About 1,328 kilograms of cocaine seized from a vessel northeast of Punta San Blas, Panama, was offloaded December 16 by the U.S. Coast Guard Cutter Decisive as part of Operation Martillo.
The Decisive intercepted a 170-foot bulk freighter motor vessel on November 29 and, after making initial contact, deployed a small-boat crew to inderdict it on suspicion of illegal trafficking. During the operation they seized nearly $44 million worth of cocaine and captured seven suspects. Six of those arrested were placed in U.S. custody; the seventh was delivered to officials in Panama.
Operation MARTILLO is a multinational mission to crack down on illicit drug trafficking routes in coastal waters along the Central American isthmus.
The operation, which was launched in January 2012, combines the forces of 10 countries in the Americas – Belize, Colombia, Costa Rica, El Salvador, Guatemala, Honduras, Nicaragua, Panama, Canada, and the United States – along with France, the Netherlands, Spain and the United Kingdom. They work together to combat international drug trafficking, enhance regional security, and promote peace, stability and prosperity throughout the Caribbean and Central and South America.
At-sea interdictions are highly coordinated, with the security forces of the participating countries partnering to identify, stop and search suspicious vessels.
Nearly 90 percent of the cocaine that reaches the United States is trafficked through Mexico and Central America, according to the United Nations International Narcotics Control Board.
Costa Rica agrees to conduct joint patrols with U.S. military
Costa Rica agreed December 16 to continue conducting joint patrols with 44 U.S. Coast Guard Vessels in a cooperative counter-narcotics operation. The country’s legislators voted to continue the pact, which allows U.S. ships to refuel and resupply in Costa Rican territory.
“Joining forces with the government of the United States puts us in a privileged status,” National Liberation Party lawmaker Antonio Álvarez Desanti told reporters. “The Costa Rican people can do nothing more than applaud the support of a nation like the U.S., which is helping us fight this terrible problem that affects our countries.”
The countries first signed an agreement to conduct joint maritime patrols targeting narcotics, illegal fishing and search and rescue missions in 1999. Lawmakers must vote on extending the pact every six months. The new extension runs from January 1, 2015 to June 30, 2015.
The joint patrols have been working. Costa Rica will seize a national record of more than 26 metric tons of cocaine in 2014, which surpasses last year’s record of 21.8 metric tons, Security Minister Celso Gamboa said on December 16.

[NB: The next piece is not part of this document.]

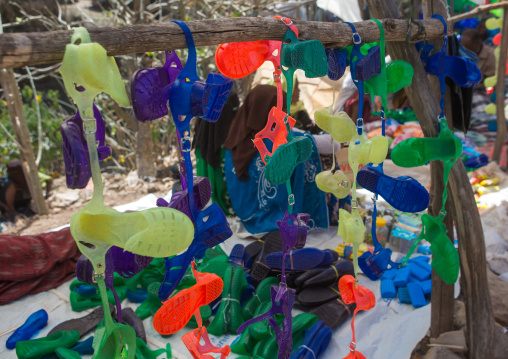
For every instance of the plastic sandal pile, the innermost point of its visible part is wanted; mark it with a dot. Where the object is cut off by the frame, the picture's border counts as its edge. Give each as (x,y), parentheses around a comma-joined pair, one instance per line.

Costa Rican law enforcement confiscated $13 million from narco-traffickers and broke up 124 national and international criminal organizations in 2014. Overall, the number of Costa Ricans involved in narco-trafficking appears to be decreasing, according to Gamboa.
“One of my principal recommendations to [Costa Rican] President Luis Guillermo Solís has been to maintain these patrols, because they have demonstrated that they are serious, they work and [the U.S.] has shown strict respect for Costa Rican sovereignty,” he told reporters on May 12. “Costa Rica decided to sign these agreements because they’ve been very valid and effective in shielding the country from the effects of [criminal] groups.”
Alleged top hit man for Clan Úsuga arrested in Spain
Spain’s Civil Police and the U.S. Drug Enforcement Administration (DEA) cooperated to capture the alleged leader of a team of enforcers that works for the drug trafficking group Clan Úsuga.
Law enforcement agents from the two countries captured Víctor Alfonso Mosquera Pérez, who is also known as “Palomo” or “Negro Mosquera,” on December 12 in Spain. Spanish police and DEA agents suspect Palomo went to Spain to kill operatives from a rival drug trafficking organization, on the orders of alleged Clan Úsuga leader Dario Antonio Úsuga, who is known as “Otoniel.”
Palomo is wanted in Colombia on numerous charges, but he’s also sought in the U.S. for allegedly trafficking more than a ton of cocaine into the country between 2010 and 2013. It was not immediately clear which country he would be sent to first for prosecution.